The aim of this Special Issue of Learning and Teaching: The International Journal of Higher Education in the Social Sciences is to analyse the impacts of neoliberal restructuring on higher education and to explore ways of raising students’ critical awareness of these changes in their own environment. This Special Issue developed out of a symposium that was held at the University of Massachusetts in Spring 2008. Both Susan B. Hyatt and Vincent Lyon-Callo presented earlier drafts of their articles on that occasion, as did Dana-Ain Davis, whose article will appear in a future issue of LATISS. Shear and Zontine were the primary organisers of the symposium, along with other students and faculty at the University of Massachusetts, and in their article, they reflect on the collaborative, yearlong reading group project on neoliberalism from which the symposium emerged. We invited John Clarke to join us in writing for this issue to provide an international perspective on these issues as they are currently playing out in the U.K.

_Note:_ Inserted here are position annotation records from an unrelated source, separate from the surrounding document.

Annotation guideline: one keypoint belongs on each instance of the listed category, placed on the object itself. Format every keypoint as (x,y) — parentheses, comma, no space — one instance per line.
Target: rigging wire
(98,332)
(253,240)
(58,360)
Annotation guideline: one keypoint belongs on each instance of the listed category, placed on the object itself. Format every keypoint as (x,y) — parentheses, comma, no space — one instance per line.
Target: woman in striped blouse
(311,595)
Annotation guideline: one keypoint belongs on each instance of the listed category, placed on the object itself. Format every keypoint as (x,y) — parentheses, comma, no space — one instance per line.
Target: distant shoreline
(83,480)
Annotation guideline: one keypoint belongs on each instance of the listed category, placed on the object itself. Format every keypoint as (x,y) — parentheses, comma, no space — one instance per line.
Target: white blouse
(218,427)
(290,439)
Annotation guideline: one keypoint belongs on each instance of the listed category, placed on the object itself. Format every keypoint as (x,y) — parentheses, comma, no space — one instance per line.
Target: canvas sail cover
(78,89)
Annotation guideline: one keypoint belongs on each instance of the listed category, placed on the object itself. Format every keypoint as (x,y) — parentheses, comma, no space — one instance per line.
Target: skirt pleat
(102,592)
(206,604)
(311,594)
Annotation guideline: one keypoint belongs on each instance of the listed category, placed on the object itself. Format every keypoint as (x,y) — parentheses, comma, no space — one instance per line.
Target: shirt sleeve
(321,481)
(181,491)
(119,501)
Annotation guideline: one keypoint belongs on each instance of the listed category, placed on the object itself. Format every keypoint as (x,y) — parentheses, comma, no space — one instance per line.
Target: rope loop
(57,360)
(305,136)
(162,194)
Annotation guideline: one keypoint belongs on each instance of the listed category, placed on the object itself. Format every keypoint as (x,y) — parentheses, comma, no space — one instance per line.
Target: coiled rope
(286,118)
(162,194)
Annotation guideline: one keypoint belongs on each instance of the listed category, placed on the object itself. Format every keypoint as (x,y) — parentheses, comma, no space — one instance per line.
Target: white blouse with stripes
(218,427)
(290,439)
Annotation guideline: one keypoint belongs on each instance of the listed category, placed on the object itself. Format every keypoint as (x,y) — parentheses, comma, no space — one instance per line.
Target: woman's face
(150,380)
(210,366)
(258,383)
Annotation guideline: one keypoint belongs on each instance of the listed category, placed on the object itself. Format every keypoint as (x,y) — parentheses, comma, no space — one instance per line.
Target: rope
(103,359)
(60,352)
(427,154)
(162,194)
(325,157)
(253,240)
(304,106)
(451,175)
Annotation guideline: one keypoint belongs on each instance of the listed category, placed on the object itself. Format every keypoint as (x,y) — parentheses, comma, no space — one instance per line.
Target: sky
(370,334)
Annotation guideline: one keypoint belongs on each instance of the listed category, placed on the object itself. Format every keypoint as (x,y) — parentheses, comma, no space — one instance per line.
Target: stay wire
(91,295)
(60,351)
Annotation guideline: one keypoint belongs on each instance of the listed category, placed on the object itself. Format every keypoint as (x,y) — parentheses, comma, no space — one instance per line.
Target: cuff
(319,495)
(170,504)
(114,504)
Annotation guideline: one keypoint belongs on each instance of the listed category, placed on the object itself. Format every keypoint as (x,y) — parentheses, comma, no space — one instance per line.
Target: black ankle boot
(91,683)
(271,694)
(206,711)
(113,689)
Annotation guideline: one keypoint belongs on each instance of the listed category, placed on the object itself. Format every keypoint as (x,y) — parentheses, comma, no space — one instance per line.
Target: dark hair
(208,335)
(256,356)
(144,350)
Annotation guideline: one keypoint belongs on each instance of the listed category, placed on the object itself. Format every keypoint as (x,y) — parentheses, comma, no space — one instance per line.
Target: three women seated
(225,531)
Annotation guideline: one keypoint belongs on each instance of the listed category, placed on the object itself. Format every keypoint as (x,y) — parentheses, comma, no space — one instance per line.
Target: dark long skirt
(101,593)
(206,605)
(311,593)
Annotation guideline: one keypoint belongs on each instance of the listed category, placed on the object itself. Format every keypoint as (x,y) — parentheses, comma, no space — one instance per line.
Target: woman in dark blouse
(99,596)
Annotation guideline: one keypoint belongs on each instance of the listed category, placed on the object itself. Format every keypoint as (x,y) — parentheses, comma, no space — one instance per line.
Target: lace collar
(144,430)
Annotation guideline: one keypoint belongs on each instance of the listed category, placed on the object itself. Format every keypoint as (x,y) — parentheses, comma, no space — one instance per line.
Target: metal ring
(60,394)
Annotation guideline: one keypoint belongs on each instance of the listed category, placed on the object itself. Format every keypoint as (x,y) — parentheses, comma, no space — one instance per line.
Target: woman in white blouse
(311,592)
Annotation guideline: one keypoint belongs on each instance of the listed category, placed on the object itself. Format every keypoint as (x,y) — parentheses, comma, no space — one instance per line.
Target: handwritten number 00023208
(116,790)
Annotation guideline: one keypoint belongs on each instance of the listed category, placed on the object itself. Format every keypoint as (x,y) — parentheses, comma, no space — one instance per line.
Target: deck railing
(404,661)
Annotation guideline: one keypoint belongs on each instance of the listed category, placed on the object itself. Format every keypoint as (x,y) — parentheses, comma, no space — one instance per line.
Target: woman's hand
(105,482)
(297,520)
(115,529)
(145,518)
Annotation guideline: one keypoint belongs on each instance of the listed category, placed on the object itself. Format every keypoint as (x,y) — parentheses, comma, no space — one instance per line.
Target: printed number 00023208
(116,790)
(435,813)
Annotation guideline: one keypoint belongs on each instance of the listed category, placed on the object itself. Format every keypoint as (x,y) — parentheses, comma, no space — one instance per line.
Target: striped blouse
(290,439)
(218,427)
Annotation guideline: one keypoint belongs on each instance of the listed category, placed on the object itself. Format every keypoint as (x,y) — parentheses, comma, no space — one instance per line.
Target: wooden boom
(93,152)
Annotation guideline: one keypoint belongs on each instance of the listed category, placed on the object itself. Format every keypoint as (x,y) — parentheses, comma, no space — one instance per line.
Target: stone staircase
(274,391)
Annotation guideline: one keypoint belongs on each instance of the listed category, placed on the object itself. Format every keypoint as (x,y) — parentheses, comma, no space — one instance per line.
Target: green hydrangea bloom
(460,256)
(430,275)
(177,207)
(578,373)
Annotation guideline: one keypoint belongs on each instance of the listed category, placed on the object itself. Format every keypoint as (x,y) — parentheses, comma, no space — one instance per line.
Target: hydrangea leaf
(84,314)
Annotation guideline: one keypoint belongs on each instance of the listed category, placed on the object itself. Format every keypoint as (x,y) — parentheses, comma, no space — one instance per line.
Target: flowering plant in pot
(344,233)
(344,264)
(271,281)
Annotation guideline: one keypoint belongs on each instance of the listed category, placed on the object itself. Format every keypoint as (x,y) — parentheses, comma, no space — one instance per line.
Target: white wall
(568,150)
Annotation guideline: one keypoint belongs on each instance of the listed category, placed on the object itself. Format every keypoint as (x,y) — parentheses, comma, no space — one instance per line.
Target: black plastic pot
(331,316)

Boone Shear and Susan Brin Hyatt
Reading neoliberalism at the university
Boone W. Shear and Angelina I. Zontine
Ongoing transformations of the university - from changing working conditions to issues of affordability and access, increasing 'accountability' measures and commodification of academic production - are increasingly referred to as university corporatisation and are unfolding within and concomitant to neoliberal globalisation. In this paper we outline some of these processes as they are occurring at the University of Massachusetts Amherst and explore the limitations and possibilities of a critical response mounted by a number of students and faculty in the Department of Anthropology. Drawing on ethnographic data and interviews with group participants, as well as our own experiences with the group, we describe and assess this project as a means to investigate and respond to neoliberal governance. Through this analysis we problematise conventional discourses and imaginings of university corporatisation and neoliberalism and explore the sometimes contradictory subject positions that complicate our efforts to respond critically to university corporatisation.